14 Topics in Multiple Regression
Thus far we have developed the basis for multiple OLS reression using matrix algebra, delved into the meaning of the estimated partial regression coefficient, and revisited the basis for hypothesis testing in OLS. In this chapter we turn to one of the key strengths of OLS: the robust flexibility of OLS for model specification. First we will discuss how to include binary variables (referred to as ``dummy variables") as IVs in an OLS model. Next we will show you how to build on dummy variables to model their interactions with other variables in your model. Finally, we will address an alternative way to express the partial regression coefficients – using standardized coefficients – that permit you to compare the magnitudes of the estimated effects of your IVs even when they are measured on different scales.

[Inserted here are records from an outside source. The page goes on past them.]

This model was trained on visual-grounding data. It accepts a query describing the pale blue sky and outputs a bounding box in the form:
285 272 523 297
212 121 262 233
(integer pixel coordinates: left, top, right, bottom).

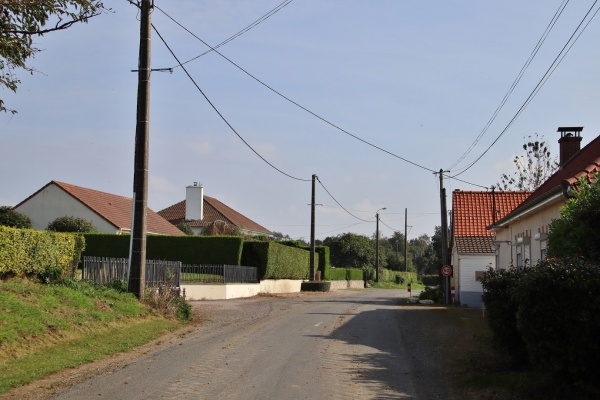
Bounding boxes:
1 0 599 240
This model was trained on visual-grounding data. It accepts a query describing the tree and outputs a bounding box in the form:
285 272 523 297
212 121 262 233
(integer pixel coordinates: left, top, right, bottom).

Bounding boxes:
323 233 375 269
0 206 33 228
176 222 194 235
496 133 558 191
409 234 434 274
47 216 96 232
385 231 406 271
0 1 109 113
548 175 600 262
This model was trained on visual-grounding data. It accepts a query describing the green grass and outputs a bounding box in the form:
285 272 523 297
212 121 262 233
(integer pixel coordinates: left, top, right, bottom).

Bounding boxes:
0 278 182 394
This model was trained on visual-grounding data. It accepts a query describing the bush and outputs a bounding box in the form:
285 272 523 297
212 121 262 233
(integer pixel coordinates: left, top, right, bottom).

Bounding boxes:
0 206 32 229
480 267 528 364
418 286 443 303
47 216 97 233
419 274 441 287
513 257 600 391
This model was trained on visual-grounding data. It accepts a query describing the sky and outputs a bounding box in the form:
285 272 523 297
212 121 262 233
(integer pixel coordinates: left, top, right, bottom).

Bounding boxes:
2 0 600 242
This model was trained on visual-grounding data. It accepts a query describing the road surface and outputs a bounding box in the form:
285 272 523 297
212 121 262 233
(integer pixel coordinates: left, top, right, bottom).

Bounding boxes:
52 289 448 399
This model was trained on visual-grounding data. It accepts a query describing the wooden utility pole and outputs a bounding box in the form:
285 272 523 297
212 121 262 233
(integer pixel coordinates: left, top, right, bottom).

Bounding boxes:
310 174 316 280
129 0 152 301
438 169 450 305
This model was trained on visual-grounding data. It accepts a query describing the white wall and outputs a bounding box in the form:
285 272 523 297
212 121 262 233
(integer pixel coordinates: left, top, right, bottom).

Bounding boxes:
493 198 564 269
457 254 493 308
15 183 117 232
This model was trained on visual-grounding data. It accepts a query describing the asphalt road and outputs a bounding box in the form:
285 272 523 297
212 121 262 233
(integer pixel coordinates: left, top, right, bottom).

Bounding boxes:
51 289 449 400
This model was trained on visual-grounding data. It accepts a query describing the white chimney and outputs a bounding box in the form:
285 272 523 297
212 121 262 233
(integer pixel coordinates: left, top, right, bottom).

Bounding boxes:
185 182 203 221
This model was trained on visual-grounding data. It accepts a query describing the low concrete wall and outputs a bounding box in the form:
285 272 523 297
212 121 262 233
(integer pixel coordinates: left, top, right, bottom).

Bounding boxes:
182 279 363 300
182 283 260 300
329 280 365 290
260 279 303 294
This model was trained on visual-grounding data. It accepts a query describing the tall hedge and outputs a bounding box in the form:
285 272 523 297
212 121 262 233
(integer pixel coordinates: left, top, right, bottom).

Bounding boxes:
0 226 84 277
242 241 312 280
83 234 243 265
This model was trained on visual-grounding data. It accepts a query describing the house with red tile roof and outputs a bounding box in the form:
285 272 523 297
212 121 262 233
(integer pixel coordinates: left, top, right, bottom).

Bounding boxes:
451 189 531 307
14 181 184 236
489 127 600 270
158 183 271 237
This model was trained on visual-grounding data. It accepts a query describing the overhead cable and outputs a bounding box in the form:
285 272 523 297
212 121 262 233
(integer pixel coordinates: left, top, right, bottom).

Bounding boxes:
154 5 437 174
452 0 599 178
447 0 570 171
152 24 310 183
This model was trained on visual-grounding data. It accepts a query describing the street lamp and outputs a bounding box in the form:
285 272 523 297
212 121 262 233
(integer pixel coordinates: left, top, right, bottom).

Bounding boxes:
375 207 386 283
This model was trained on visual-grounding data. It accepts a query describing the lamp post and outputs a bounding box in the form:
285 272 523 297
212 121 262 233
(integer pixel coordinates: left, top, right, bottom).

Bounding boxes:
375 207 386 283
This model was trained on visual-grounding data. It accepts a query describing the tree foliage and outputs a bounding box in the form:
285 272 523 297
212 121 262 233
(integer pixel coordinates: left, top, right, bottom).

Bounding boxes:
548 174 600 262
47 216 96 232
176 222 194 236
0 0 109 113
496 133 558 191
323 233 375 269
0 206 33 229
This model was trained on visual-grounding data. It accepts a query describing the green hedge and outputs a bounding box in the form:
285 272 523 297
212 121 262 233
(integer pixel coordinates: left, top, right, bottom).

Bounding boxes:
482 258 600 392
327 268 364 281
83 234 243 265
419 274 442 286
0 226 84 278
242 241 313 280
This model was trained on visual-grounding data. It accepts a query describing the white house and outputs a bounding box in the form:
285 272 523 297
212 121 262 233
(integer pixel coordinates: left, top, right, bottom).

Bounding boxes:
489 127 600 268
451 190 530 307
14 180 184 235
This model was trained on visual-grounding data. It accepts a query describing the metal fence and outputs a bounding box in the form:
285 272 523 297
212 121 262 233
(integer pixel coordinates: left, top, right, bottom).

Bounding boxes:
82 256 181 287
181 264 258 283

As has been our custom, the examples in this chapter are based on variables from the class data set.
14.1 Dummy Variables
Thus far, we have considered OLS models that include variables measured on interval level scales (or, in a pinch and with caution, ordinal scales). That is fine when we have variables for which we can develop valid and reliable interval (or ordinal) measures. But in the policy and social science worlds, we often want to include in our analysis concepts that do not readily admit to interval measure – including many cases in which a variable has an “on - off”, or “present - absent” quality. In other cases we want to include a concept that is essentially nominal in nature, such that an observation can be categorized as a subset but not measured on a “high-low” or “more-less” type of scale. In these instances we can utilize what is generally known as a dummy variable, but are also referred to as indicator variables, Boolean variables, or categorical variables.
What the Heck are “Dummy Variables”?
- A dichotomous variable, with values of 0 and 1;
- A value of 1 represents the presence of some quality, a zero its absence;
- The 1s are compared to the 0s, who are known as the ``referent group";
- Dummy variables are often thought of as a proxy for a qualitative variable.
Dummy variables allow for tests of the differences in overall value of the \(Y\) for different nominal groups in the data. They are akin to a difference of means test for the groups identified by the dummy variable. Dummy variables allow for comparisons between an included (the 1s) and an omitted (the 0s) group. Therefore, it is important to be clear about which group is omitted and serving as the ``comparison category."
It is often the case that there are more than two groups represented by a set of nominal categories. In that case, the variable will consist of two or more dummy variables, with 0/1 codes for each category except the referent group (which is omitted). Several examples of categorical variables that can be represented in multiple regression with dummy variables include:
- Experimental treatment and control groups (treatment=1, control=0)
- Gender (male=1, female=0 or vice versa)
- Race and ethnicity (a dummy for each group, with one omitted referent group)
- Region of residence (dummy for each region with one omitted reference region)
- Type of education (dummy for each type with omitted reference type)
- Religious affiliation (dummy for each religious denomination with omitted reference)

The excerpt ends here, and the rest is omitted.